PGR pede a nulidade do conflito de competência no STJ por falta de legitimidade da ANTV que não possui empresas associadas

A Subprocuradora-geral da República Denise Vinci Tulio apresentou petição no Superior Tribunal de Justiça (STJ) pedindo a nulidade processual no Conflito de Competência suscitado pela Associação Nacional das Empresas Transportadoras de Veículos (ANTV), por “ausência de legitimidade”. A entidade, condenada em duas instâncias por formação de cartel no setor de transporte de veículos novos na Justiça Federal do Rio Grande do Sul, tenta conquistar irregularmente vantagens para as transportadoras acusadas de participação no cartel dos cegonheiros.

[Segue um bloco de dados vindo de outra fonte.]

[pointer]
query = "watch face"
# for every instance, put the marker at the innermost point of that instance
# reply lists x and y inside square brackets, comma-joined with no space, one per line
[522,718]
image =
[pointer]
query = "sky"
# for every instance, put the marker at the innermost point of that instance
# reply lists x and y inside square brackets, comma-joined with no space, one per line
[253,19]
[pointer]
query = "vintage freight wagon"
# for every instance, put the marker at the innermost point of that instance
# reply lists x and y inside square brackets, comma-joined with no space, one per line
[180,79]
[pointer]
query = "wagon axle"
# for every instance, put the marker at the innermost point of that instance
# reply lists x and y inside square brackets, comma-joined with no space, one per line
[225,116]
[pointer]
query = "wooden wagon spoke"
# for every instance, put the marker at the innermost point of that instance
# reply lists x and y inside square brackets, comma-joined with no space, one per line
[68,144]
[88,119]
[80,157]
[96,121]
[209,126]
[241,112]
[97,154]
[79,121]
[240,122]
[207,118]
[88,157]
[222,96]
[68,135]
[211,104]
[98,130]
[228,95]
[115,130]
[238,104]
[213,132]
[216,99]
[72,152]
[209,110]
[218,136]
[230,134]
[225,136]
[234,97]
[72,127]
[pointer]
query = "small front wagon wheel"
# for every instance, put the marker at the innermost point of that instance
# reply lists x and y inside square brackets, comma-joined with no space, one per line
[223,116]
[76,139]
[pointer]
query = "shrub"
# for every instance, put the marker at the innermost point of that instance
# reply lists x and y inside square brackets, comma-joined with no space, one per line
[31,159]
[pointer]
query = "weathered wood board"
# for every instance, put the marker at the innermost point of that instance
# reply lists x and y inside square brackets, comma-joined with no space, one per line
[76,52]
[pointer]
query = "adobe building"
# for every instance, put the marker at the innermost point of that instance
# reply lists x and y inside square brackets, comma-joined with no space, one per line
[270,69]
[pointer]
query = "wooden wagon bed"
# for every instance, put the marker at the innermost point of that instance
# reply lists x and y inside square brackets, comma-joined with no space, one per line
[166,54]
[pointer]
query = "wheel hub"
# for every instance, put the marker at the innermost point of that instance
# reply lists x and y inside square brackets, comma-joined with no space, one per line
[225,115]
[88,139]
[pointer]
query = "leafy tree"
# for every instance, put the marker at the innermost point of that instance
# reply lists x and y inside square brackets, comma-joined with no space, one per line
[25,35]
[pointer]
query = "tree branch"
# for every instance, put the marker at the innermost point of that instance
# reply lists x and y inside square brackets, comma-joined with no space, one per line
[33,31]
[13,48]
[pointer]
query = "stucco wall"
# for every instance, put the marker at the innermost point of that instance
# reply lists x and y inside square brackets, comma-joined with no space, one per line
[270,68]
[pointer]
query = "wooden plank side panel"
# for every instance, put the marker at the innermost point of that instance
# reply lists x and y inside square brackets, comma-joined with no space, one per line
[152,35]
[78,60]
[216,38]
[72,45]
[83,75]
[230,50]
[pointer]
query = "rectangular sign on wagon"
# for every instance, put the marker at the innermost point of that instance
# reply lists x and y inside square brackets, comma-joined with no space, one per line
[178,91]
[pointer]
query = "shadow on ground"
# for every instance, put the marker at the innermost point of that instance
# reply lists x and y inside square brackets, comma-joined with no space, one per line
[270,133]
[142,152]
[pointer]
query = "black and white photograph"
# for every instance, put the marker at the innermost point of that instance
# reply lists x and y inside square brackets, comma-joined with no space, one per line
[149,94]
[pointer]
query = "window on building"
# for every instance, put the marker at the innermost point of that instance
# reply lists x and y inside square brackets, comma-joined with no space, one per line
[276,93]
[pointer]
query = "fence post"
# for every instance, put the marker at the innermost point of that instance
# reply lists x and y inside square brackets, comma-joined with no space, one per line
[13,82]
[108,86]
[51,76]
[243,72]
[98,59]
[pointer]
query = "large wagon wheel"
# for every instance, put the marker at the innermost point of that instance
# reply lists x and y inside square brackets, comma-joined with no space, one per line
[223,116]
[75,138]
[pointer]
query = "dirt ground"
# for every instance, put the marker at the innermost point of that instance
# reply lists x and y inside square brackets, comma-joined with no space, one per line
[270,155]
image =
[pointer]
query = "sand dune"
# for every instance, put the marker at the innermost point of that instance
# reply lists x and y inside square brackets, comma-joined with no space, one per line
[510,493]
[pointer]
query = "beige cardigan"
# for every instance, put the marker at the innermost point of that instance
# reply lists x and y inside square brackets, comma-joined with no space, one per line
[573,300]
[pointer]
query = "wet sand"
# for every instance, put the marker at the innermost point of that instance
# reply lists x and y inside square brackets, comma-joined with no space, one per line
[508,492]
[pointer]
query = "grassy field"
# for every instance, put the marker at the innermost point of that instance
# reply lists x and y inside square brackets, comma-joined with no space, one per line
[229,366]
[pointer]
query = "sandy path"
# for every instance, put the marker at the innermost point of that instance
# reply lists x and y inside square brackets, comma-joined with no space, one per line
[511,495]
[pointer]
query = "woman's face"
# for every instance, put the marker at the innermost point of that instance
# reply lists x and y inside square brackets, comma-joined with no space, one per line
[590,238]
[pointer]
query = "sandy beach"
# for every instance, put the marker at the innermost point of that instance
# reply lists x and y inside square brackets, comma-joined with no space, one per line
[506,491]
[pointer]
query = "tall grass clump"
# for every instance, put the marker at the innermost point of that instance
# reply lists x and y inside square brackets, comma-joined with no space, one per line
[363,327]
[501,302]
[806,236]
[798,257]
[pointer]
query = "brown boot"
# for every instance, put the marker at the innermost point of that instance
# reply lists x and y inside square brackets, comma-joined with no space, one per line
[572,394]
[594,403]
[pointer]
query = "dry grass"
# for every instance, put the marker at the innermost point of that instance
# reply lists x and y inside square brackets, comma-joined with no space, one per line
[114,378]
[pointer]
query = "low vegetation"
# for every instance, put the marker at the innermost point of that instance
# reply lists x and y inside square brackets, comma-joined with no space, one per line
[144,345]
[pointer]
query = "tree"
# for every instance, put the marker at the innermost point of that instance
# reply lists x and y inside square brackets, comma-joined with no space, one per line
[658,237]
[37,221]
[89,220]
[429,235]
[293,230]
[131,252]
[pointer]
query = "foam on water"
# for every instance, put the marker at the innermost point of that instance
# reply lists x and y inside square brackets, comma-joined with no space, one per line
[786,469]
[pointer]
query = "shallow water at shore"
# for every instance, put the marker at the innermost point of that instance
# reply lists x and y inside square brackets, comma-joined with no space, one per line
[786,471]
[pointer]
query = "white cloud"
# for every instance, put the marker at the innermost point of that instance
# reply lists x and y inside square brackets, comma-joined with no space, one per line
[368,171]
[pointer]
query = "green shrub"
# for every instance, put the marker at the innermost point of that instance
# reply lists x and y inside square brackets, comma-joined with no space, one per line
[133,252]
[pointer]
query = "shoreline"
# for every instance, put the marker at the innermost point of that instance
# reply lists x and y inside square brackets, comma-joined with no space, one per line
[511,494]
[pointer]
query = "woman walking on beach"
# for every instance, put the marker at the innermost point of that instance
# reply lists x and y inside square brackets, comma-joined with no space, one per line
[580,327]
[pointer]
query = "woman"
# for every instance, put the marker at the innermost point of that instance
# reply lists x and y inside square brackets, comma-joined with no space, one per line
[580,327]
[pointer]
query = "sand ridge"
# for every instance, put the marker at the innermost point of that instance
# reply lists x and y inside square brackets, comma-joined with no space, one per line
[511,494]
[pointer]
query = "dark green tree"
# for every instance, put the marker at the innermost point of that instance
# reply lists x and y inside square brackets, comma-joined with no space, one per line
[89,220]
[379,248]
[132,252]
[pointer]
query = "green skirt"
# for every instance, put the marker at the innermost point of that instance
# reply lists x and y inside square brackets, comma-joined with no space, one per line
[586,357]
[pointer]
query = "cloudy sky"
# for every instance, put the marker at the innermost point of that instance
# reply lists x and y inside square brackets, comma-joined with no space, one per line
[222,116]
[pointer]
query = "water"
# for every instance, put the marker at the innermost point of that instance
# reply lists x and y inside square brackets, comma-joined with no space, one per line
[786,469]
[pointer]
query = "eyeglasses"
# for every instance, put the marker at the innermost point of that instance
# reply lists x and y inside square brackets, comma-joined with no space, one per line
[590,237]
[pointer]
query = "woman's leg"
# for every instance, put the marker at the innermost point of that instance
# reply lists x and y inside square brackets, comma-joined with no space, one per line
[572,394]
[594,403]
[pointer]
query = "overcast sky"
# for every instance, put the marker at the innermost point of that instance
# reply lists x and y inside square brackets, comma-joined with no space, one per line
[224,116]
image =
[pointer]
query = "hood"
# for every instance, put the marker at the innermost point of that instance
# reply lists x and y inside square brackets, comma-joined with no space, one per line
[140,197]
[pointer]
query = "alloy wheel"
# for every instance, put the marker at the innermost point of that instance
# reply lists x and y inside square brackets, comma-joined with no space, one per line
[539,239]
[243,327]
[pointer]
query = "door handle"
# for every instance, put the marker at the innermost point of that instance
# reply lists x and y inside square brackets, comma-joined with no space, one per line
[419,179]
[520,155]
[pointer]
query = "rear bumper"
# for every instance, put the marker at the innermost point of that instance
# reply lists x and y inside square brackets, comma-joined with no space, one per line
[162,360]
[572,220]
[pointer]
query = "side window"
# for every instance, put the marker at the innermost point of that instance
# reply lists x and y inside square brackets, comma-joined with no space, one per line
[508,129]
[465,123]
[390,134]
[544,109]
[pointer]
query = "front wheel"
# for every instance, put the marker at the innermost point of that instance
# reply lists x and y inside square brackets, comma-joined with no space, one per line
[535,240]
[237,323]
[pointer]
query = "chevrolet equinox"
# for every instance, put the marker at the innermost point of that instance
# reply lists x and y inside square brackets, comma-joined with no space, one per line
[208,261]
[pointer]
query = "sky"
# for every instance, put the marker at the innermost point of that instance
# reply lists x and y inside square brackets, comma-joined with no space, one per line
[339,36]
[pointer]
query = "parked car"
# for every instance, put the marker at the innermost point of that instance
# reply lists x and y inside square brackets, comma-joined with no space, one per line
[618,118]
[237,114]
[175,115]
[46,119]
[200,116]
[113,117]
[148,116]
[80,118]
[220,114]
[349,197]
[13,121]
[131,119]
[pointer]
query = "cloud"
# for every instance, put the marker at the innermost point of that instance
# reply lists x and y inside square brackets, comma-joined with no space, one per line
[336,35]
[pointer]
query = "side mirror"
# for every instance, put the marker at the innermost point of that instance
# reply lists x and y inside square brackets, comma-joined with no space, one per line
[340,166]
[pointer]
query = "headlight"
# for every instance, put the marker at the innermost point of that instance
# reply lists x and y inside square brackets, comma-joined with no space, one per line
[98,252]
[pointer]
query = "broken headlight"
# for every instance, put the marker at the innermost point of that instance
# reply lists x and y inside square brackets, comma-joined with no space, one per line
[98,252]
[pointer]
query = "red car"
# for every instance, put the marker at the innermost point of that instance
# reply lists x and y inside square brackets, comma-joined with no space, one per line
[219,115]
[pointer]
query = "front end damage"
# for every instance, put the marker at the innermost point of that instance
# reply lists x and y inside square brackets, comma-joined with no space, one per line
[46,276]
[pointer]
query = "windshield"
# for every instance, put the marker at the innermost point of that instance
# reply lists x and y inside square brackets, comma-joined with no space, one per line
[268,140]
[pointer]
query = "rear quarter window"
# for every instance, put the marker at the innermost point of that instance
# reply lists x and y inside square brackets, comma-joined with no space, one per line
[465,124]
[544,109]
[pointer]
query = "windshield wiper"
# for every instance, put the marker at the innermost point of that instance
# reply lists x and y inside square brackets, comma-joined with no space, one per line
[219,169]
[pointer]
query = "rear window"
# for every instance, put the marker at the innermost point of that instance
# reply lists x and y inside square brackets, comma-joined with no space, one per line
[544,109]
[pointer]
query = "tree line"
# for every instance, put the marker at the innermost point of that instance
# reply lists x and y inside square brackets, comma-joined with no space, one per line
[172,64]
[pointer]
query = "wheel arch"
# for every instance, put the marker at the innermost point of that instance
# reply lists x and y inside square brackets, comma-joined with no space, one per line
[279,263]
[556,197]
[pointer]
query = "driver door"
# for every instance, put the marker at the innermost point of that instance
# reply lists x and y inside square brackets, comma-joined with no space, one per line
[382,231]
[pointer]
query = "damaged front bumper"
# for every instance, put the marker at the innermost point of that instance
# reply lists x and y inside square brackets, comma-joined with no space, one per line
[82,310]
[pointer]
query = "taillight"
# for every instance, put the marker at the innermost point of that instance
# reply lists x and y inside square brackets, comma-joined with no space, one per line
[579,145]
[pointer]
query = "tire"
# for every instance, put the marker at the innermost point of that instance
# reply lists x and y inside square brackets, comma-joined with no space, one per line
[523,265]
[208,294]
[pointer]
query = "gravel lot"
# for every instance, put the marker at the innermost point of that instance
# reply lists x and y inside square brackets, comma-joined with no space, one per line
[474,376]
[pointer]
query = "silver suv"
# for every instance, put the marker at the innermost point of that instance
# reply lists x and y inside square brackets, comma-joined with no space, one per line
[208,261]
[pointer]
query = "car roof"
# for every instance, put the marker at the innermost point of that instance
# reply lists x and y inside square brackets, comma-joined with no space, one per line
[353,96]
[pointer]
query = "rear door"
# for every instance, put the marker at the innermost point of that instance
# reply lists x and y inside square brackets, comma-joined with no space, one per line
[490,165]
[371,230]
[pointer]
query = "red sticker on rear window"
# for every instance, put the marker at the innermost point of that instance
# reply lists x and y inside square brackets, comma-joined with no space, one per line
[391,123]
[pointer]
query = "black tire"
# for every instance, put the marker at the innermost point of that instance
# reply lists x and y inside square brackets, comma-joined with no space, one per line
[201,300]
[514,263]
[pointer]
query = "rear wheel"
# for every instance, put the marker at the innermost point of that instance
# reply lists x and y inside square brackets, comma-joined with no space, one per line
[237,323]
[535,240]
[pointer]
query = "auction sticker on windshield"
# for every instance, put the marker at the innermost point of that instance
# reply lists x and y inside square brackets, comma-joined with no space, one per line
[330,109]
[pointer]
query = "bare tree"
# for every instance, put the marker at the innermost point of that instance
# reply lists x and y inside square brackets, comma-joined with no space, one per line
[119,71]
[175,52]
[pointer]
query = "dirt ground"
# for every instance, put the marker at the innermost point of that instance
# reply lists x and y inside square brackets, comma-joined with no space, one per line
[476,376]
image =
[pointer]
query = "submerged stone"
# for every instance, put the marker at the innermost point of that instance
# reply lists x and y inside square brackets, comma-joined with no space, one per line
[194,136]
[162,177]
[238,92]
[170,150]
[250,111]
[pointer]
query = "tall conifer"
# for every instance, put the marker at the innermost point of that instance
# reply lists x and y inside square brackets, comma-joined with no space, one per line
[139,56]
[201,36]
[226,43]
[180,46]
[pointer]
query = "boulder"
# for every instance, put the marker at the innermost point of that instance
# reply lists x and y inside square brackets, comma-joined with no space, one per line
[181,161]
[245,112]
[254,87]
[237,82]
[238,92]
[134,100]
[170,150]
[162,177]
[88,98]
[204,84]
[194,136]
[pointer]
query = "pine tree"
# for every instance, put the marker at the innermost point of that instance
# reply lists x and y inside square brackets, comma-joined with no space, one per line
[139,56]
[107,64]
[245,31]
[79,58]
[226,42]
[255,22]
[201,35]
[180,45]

Diferente do que  a entidade afirma e do que consta nos autos, a ANTV não possui nenhuma transportadora associada. Todas se desligaram em 2004, há 16 anos. Uma delas, a BF Transportes, inclusive, não autorizou o uso do nome na ação judicial.

Em decisão monocrática de setembro do ano passado, o ministro Napoleão Nunes Maia Filho, relator, atendeu ao pedido inicial da ANTV ao suscitar conflito de competência entre as decisões dos TRFs 4 e 1. O magistrado suspendeu os efeitos da decisão do TRF-4 até o julgamento do mérito, marcado para a sessão do dia 27 deste mês. Em dezembro, a Tegma (um dos alvos da Operação Pacto), peticionou e conseguiu estender os efeitos da decisão liminar para a transportadora. No último dia de janeiro deste ano, a ANTV também pediu ao ministro-relator que estendesse o benefício concedido à Tegma às demais empresas associadas da entidade, que não possui associadas, num flagrante de informação falsa que poderia levar o ministro ao erro.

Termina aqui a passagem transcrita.